(OPINION) Écoutons les spécialistes de l’éducation… pas seulement les spécialistes de la santé

La situation extraordinaire que nous vivons actuellement met en lumière la détérioration des conditions de travail des enseignants, un phénomène pourtant présent depuis plusieurs années. Cette situation se traduit par une pénurie de personnel qualifié dans plusieurs régions, un décrochage professionnel de 25% et une hausse de la détresse psychologique chez certains d’entre eux.

La pandémie forçant la fermeture des écoles et la réorganisation à pied levé de l’institution scolaire a ajouté un lot de complexité à une profession déjà assez malmenée. On a aussi vu apparaitre des inégalités quant aux ressources technologiques, pédagogiques et psychologiques dont ils disposent, selon les milieux où ils exercent leur profession. À cela s’ajoute la pression sociale où ils doivent continuer à enseigner, dans des conditions parfois difficiles liées au télétravail et à l’appropriation de compétences numériques pour lesquelles plusieurs se sentent démunis et incompétents.

Devant ce théâtre chaotique où l’on assiste à une grande improvisation d’interventions pédagogiques sans lignes directrices communes dans les milieux, on peut se demander en quoi il est primordial d’effectuer un retour progressif des élèves du primaire en classe à la mi-mai, au détriment du bien-être des enseignants. Sont-ils réellement prêts à affronter ce défi ?

Plusieurs spécialistes de la santé affirment à l’unisson qu’un retour progressif des enfants à l’école est essentiel pour protéger les plus vulnérables, assurer certains services et permettre une socialisation nécessaire à leur santé mentale. Bien que je ne remettre pas en question ces arguments, la décision gouvernementale semble être appuyée en majeure partie sur l’avis de spécialistes de la santé, malgré leur manque d’expertise en éducation. Il me semble pourtant que l’expertise en éducation est nécessaire à la réflexion.

Le bien-être des enfants est au centre des préoccupations. Or, on évacue dans le discours une dimension cruciale : le travail des enseignants, qui constitue la pierre angulaire dans accomplissement la mission de l’école, c’est-à-dire d’instruire, de socialiser et de qualifier. A-t-on réellement réfléchi aux impacts de cette décision sur l’organisation du travail des enseignants au quotidien ? Bien que l’on veuille socialiser les élèves, qu’en est-il de la mission d’instruire et de qualifier ? Faut-il rappeler que les enseignants sont des spécialistes de l’enseignement et de l’apprentissage à prime abord?

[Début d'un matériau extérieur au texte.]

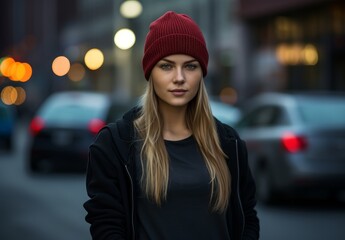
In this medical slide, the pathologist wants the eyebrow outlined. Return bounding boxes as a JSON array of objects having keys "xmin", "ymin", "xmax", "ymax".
[{"xmin": 161, "ymin": 58, "xmax": 198, "ymax": 64}]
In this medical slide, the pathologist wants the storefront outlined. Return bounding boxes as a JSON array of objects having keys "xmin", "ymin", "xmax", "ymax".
[{"xmin": 241, "ymin": 0, "xmax": 345, "ymax": 93}]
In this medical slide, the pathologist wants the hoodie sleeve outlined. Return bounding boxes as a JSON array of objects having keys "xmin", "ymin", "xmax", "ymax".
[
  {"xmin": 84, "ymin": 128, "xmax": 128, "ymax": 240},
  {"xmin": 239, "ymin": 140, "xmax": 260, "ymax": 240}
]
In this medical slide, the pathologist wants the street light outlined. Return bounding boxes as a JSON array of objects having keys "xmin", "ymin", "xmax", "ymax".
[
  {"xmin": 114, "ymin": 28, "xmax": 136, "ymax": 50},
  {"xmin": 120, "ymin": 0, "xmax": 143, "ymax": 18}
]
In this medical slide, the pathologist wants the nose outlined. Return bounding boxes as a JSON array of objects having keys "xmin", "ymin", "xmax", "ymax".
[{"xmin": 174, "ymin": 67, "xmax": 186, "ymax": 84}]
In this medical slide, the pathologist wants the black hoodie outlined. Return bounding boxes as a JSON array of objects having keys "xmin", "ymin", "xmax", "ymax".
[{"xmin": 84, "ymin": 108, "xmax": 259, "ymax": 240}]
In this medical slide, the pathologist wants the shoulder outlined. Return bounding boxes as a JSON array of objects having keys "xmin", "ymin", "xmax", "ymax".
[{"xmin": 215, "ymin": 118, "xmax": 240, "ymax": 140}]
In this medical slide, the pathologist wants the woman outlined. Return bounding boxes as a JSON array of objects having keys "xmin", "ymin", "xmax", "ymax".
[{"xmin": 84, "ymin": 11, "xmax": 259, "ymax": 240}]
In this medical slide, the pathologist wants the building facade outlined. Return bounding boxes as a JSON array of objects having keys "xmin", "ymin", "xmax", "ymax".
[{"xmin": 240, "ymin": 0, "xmax": 345, "ymax": 95}]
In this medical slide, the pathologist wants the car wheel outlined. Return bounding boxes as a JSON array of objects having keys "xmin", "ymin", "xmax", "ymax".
[{"xmin": 255, "ymin": 168, "xmax": 274, "ymax": 203}]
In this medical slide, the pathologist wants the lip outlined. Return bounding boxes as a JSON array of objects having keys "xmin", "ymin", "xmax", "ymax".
[{"xmin": 170, "ymin": 89, "xmax": 187, "ymax": 96}]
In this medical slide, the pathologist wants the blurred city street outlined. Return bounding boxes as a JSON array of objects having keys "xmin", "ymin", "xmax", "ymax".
[
  {"xmin": 0, "ymin": 0, "xmax": 345, "ymax": 240},
  {"xmin": 0, "ymin": 121, "xmax": 345, "ymax": 240}
]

Plusieurs enseignants doivent se débrouiller dans un dédale de consignes gouvernementales peu limpides quant au suivi pédagogique des élèves. Plusieurs questions sans réponse nourrissent leur incertitude quant aux contenus à enseigner, au soutien pédagogique à offrir aux élèves en difficulté, aux stratégies pour alimenter la motivation à l’apprentissage des élèves en contexte de formation à distance.

Honnêtement, je me demande quel est l’objectif réel de cette entreprise, puisque l’on constate que l’école n’est pas prête à assurer sa mission éducative intégralement. Il est un peu illusoire de croire qu’une rentrée scolaire en contexte pandémique peut se préparer en deux ou trois semaines. Ne serait-il pas plus sage d’établir un plan d’action national et concerté entre les divers intervenants scolaires et les chercheurs en sciences de l’éducation sur un retour progressif à l’école en septembre ? Les deux prochains mois pouvant permettre la mise en place de ressources nécessaires pour aider les acteurs du système à envisager les défis à relever pour permettre une réelle réussite éducative des élèves?

Présentement, plusieurs enseignants font preuve d’une créativité et d’une adaptation hors du commun pour assumer leur rôle. L’adaptation à cette situation anxiogène a ses limites : il faut prendre soin de leur santé psychologique. On ne peut pas se payer le luxe qu’ils tombent au combat. Les enseignants sont trop importants pour notre société.